先将 $RSS$ 转换为关于 $a$ 的形式：

$RSS=\sum\limits_{i=1}^n(ad_i+b-v_i)^2=(\sum\limits_{i=1}^nd_i^2)a^2+2(\sum\limits_{i=1}^nd_i(b-v_i))a+(\sum\limits_{i=1}^n(b-v_i)^2)$

由 $n\sum\limits_{i=1}^nd_i^2\neq(\sum\limits_{i=1}^nd_i)^2$ 知 $d_i$ 不全相等，故 $\sum\limits_{i=1}^nd_i^2>0$，故此处 $a=-\frac{\sum\limits_{i=1}^nd_i(b-v_i)}{\sum\limits_{i=1}^nd_i^2}$ 取最小值。

将此时的 $RSS$ 转换为关于 $b$ 的形式：

此时 $RSS=\frac{1}{\sum\limits_{i=1}^nd_i^2}(\sum\limits_{i=1}^nd_i^2\sum\limits_{i=1}^n(b-v_i)^2-(\sum\limits_{i=1}^nd_i(b-v_i))^2)=\frac{(n\sum\limits_{i=1}^nd_i^2-(\sum\limits_{i=1}^nd_i)^2)b^2-2(\sum\limits_{i=1}^nv_i\sum\limits_{i=1}^nd_i^2-\sum\limits_{i=1}^nd_i\sum\limits_{i=1}^nd_iv_i)b+(\sum\limits_{i=1}^nd_i^2\sum\limits_{i=1}^nv_i^2-(\sum\limits_{i=1}^nd_iv_i)^2)}{\sum\limits_{i=1}^nd_i^2}$ 为一个关于 $b$ 的二次函数。

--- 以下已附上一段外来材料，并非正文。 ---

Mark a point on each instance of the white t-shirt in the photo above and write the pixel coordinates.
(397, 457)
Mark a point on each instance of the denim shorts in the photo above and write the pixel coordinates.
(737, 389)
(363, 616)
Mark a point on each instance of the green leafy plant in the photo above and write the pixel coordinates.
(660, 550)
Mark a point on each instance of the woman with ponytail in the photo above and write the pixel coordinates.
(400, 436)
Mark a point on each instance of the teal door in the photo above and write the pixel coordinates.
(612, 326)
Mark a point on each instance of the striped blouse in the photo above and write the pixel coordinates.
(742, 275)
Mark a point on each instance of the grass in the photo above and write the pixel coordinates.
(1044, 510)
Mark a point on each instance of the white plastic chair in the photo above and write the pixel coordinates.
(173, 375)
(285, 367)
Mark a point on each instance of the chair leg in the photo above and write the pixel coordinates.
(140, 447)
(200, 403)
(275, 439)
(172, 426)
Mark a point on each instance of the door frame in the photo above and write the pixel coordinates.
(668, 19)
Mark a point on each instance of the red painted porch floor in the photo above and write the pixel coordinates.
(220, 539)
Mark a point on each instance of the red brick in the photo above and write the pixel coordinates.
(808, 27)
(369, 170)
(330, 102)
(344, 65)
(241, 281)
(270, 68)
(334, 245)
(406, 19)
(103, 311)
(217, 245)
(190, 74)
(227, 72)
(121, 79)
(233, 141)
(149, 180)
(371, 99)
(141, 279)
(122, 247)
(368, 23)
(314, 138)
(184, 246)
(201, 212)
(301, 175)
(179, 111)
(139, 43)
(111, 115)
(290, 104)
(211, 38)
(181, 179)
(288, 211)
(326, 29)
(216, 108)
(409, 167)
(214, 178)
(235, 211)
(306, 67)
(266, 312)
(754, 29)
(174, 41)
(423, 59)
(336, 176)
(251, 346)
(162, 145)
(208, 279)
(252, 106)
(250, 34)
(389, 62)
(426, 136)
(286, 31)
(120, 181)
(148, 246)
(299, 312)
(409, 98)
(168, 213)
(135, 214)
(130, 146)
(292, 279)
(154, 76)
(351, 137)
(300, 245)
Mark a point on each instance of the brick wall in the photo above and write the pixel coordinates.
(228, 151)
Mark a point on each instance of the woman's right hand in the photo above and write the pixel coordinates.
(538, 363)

由题 $n\sum\limits_{i=1}^nd_i^2-(\sum\limits_{i=1}^nd_i)^2\neq0$ 且由柯西不等式知 $n\sum\limits_{i=1}^nd_i^2-(\sum\limits_{i=1}^nd_i)^2\ge0$。

故取 $b=\frac{\sum\limits_{i=1}^nv_i\sum\limits_{i=1}^nd_i^2-\sum\limits_{i=1}^nd_i\sum\limits_{i=1}^nd_iv_i}{n\sum\limits_{i=1}^nd_i^2-(\sum\limits_{i=1}^nd_i)^2}$ 可使 $RSS$ 最小。

此时 $RSS=-\frac{(\sum\limits_{i=1}^nv_i\sum\limits_{i=1}^nd_i^2-\sum\limits_{i=1}^nd_i\sum\limits_{i=1}^nd_iv_i)^2}{(n\sum\limits_{i=1}^nd_i^2-(\sum\limits_{i=1}^nd_i)^2)\sum\limits_{i=1}^nd_i^2}+\frac{\sum\limits_{i=1}^nd_i^2\sum\limits_{i=1}^nv_i^2-(\sum\limits_{i=1}^nd_iv_i)^2}{\sum\limits_{i=1}^nd_i^2}$。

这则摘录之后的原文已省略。